Revenue
Lets take two examples: Microsoft and a company that sells high-end foreign currency trading systems. Both these companies sell software, but their markets are very different.
Microsoft's customer base is enormous, potentially the total number of PC's in the world, approximately 2 billion by 2012, so even charging a fairly low price of, say, £50 and you only have 25% of that market (new PC's being only a fraction of the whole) you're looking at £25 billion. Actually, MS made $62 billion revenue last year, about £37 billion, but it's still more money than I made.
For the trading system, the market is very small, about twenty customers at most so, in order to make money, you have to charge enough per unit to make it worthwhile, say, £250000. That gives you a total of about £5 million. If you also charge £100000 for an annual maintenance contract (included the price for the first year) and you get one customer per year, on average, you're looking at £350k the second year, £450k the third and so on. If you do get twenty, you make around £2 million a year. This sounds like a lot, but read on.
Most companies have a model similar to the latter, but with a lot more customers, and a correspondingly lower price.
Costs
The flip side of revenue is costs. This can be separated into operating costs and overheads.
Overheads are things like the rent of any accommodation, servicing bank loans, the costs of having an accountant or lawyer. Anything you have to pay regularly irrespective of how big you are.
Operating costs are usually wages and the taxes that go along with them, plus capital gains and corporation tax. Say a software developer or analyst or tester costs £40k a year.
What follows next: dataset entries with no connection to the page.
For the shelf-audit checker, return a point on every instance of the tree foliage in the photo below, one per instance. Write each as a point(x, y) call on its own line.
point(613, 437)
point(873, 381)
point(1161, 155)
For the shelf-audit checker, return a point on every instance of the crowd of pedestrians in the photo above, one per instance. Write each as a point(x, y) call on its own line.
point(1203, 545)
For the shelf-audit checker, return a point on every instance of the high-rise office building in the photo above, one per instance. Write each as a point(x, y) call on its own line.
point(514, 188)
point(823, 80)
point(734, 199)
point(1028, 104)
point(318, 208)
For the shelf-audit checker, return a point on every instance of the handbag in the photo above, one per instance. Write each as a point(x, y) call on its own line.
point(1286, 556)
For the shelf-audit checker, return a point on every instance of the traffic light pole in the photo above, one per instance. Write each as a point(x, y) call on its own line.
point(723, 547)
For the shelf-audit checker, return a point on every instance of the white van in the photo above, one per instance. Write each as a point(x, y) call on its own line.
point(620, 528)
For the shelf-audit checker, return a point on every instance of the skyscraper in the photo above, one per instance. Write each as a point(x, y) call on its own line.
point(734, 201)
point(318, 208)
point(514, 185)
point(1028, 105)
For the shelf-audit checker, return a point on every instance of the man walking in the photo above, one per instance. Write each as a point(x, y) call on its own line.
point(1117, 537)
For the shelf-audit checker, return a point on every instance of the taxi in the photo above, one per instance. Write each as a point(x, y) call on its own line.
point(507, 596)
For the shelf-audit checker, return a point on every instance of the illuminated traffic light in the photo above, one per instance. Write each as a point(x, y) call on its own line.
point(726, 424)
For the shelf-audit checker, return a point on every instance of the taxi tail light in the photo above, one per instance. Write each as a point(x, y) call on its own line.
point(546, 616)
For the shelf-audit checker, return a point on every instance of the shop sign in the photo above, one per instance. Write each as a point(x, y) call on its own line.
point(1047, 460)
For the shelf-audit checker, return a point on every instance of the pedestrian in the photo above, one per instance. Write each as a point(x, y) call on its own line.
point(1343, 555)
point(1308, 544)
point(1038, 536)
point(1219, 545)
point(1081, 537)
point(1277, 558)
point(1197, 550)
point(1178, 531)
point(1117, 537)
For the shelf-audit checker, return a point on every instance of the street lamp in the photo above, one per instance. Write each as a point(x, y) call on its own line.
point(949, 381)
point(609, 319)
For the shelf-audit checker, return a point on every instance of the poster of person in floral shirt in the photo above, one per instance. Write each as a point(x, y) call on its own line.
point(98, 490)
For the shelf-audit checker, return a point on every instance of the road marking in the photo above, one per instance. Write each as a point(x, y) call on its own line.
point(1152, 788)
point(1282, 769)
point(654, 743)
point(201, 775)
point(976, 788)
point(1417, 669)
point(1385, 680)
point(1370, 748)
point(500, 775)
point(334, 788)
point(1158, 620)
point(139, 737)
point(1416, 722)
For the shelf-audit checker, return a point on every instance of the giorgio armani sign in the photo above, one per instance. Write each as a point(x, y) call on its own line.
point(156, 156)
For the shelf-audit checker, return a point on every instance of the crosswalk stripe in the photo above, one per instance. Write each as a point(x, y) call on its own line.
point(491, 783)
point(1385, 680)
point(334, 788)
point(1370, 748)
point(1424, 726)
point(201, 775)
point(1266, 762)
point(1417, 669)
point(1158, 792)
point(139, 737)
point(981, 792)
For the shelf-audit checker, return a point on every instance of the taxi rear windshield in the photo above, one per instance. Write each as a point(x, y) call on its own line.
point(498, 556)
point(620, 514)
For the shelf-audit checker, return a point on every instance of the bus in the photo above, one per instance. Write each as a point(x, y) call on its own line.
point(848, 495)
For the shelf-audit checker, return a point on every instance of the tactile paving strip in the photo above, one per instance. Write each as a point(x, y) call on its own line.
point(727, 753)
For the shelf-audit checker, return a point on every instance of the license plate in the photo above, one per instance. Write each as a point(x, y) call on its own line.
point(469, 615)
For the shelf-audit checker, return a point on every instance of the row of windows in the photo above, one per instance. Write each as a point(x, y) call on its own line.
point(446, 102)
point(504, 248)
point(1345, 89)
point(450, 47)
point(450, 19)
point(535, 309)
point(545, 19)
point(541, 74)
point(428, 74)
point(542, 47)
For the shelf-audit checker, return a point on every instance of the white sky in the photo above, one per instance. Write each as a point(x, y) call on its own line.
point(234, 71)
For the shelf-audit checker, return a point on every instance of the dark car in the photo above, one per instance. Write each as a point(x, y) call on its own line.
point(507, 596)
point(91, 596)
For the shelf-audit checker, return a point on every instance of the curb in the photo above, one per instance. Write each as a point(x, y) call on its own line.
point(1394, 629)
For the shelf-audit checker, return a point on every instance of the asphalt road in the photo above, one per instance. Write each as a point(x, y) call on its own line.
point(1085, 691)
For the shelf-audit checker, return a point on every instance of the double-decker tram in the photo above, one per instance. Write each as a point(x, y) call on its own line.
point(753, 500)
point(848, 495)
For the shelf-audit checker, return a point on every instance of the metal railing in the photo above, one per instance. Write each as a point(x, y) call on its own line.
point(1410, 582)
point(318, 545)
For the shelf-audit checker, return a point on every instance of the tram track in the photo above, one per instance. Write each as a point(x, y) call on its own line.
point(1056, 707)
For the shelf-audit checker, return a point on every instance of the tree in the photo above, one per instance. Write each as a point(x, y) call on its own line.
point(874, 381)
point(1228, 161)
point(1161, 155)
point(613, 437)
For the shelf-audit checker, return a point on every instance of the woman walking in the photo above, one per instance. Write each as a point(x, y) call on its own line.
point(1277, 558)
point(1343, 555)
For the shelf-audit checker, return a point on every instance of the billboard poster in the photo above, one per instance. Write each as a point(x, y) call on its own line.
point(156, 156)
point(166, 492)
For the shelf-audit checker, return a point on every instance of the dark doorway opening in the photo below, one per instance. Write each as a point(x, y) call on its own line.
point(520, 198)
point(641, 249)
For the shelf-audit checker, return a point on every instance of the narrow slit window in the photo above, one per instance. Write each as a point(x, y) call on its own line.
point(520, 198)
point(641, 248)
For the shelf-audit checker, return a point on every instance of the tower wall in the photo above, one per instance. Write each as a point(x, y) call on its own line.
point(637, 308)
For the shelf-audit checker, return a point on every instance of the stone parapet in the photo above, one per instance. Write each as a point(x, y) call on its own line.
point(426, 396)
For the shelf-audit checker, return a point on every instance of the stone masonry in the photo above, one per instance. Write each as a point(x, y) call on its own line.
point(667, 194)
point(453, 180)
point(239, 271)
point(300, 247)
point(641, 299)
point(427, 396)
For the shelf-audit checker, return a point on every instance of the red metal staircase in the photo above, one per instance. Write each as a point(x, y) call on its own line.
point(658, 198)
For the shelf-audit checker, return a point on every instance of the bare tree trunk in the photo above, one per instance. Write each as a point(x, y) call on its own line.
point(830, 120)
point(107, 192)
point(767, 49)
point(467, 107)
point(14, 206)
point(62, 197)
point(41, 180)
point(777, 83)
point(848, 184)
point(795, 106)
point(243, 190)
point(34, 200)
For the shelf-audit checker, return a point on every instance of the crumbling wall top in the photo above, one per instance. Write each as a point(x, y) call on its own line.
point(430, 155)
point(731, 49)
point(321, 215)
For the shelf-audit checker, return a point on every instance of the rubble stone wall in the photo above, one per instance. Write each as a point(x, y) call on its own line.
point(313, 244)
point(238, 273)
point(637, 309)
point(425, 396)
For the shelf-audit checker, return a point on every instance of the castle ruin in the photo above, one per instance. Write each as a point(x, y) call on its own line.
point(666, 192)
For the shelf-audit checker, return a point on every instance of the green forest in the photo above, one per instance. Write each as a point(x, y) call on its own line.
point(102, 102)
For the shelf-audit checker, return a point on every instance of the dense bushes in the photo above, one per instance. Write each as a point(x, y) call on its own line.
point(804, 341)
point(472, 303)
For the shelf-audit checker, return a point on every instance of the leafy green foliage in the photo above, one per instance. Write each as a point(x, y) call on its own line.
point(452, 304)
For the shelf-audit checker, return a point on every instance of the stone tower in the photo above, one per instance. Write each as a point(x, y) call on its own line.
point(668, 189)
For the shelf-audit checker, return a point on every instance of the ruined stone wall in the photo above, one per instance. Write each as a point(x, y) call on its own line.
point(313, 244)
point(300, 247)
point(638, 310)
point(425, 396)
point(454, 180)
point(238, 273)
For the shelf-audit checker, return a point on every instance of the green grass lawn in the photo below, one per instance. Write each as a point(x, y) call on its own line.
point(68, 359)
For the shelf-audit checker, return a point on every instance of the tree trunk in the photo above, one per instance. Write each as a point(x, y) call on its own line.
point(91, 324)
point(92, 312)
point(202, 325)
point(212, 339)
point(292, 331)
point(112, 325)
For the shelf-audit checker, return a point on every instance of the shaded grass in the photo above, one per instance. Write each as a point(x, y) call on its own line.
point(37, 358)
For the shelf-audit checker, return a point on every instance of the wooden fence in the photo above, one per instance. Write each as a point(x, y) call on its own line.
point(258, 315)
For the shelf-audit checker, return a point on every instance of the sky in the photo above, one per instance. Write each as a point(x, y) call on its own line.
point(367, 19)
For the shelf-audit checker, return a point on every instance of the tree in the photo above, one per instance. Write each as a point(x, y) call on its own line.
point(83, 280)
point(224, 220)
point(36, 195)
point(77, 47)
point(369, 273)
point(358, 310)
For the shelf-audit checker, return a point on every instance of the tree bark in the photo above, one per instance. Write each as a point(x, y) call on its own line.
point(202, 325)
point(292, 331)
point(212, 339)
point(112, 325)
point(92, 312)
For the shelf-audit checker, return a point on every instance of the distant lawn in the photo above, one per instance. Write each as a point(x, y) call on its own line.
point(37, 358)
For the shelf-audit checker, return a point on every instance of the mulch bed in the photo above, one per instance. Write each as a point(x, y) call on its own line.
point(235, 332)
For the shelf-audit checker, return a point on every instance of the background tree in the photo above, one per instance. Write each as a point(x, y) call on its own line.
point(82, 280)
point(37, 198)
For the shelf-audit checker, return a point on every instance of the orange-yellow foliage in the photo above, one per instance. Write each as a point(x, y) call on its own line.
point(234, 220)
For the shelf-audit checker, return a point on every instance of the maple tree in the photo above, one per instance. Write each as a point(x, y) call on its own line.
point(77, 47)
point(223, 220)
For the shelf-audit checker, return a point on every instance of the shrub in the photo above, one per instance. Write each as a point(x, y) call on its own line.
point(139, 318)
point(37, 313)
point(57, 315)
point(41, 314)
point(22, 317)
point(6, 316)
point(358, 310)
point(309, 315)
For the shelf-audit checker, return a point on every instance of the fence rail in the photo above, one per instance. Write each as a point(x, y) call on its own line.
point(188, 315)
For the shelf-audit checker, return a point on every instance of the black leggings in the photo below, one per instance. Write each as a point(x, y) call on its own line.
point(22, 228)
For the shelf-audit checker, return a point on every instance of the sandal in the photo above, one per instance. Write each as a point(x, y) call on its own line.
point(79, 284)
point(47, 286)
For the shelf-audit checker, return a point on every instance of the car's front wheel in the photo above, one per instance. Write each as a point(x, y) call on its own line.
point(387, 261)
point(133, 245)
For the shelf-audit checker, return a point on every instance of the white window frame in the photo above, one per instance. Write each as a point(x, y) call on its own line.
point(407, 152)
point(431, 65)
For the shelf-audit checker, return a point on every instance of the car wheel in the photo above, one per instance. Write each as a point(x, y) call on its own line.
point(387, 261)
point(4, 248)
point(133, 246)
A team of four developers plus an analyst and/or a tester and/or a support person will set you back £280k. A software developer can write about 10 - 20,000 lines of code a year, so it will take four developers upwards of two and a half years to write 200,000 lines, which is the initial size of a system with any degree of useful functionality. Remember that there's no revenue so far (you've no system to sell) so you'll be down £700k by the time it's built.
There are things you can do to short-cut this:
- Employing a framework of some kind will cut down the amount of code you have to write by anything up to 50%. If that is the case, you can reduce the number of programmers or reduce the time to market. It also increases the reliability, as the framework will have been used by others and a lot of the bugs will have been sorted out. Think Hibernate/NHibernate for Java and .Net. Spring for Java, etc.
- You can use CASE tools which can generate code from models. They've always been of dubious value in a project, especially where reverse engineering is concerned, but if you're starting out, it might save time.
- Open source will reduce the licensing fees, but it's worth taking into account that something which purports to be open source as a development license turns out not to be when you're rolling it out to a customer (see MySQL).
- You can reduce the wage bill by only having minimum wage for the first couple of years and offering stock options: jam tomorrow, so to speak. Minimum wage in the UK is £6.08 an hour which works out at about £13k a year.
- Working from home saves on overheads and is the basis of a lot of start-ups, plus you've always got tele-commuting.
Competitive Advantage
Obviously, you're not the only company selling software products, and you will be competing with other companies even before you start selling. To compete successfully, you have to have a competitive advantage. This is something that your company has that customers want that the others don't, or don't have a lot of. The classic example of this is Google, who have such a large advantage over their rivals that even the mighty Microsoft has problems competing. It's so large, in fact, that it's referred to as a "moat".
There are many different advantages, but the main ones are price, quality (both of the product and the support) and functionality.
- Price is a reflection of cost (see above). If you're cheaper than your competitors, your customers will come to you, not them, but you have to keep your costs down.
- Quality is how good your software is at doing it's job. Bugs will also cost you money to fix as the customer is not going to pay for you to fix them (but that should be covered in the maintenance agreement). Also the amount of knowledge your support people have counts as quality.
- Functionality is how much work your software does for your customer and how much money it saves him. If your software connects to an external system and, say, creates foreign exchange trades, it means that your customer doesn't have to spend time extracting information to a file from your system and uploading it into the other or, God forbid, creating the trades by hand.
What if it all goes wrong?
You've set up a business and you're eighteen months in. There are no customers to be seen and what one's you have already have a system which is more functional than yours but not as pretty or reliable. Your competitors outclass you at everything apart from the software and are even cheaper than you because they are big enough to undercut you and make a loss just to put you out of business. What have you got to show for your efforts apart from the bills and a load of software nobody wants?
You.
You've been running a business for eighteen months and gained an insight into what it's like to do so. You may have gained desirable skills, such as .Net, Java, PHP or Ruby which you can sell to another company, whether permanently or on contract.
This all sounds very positive, but commerce is littered with dead firms who tried and failed. If you're young, you still have a career ahead of you and the optimism of better times, but when you are middle aged, everything looks uncertain.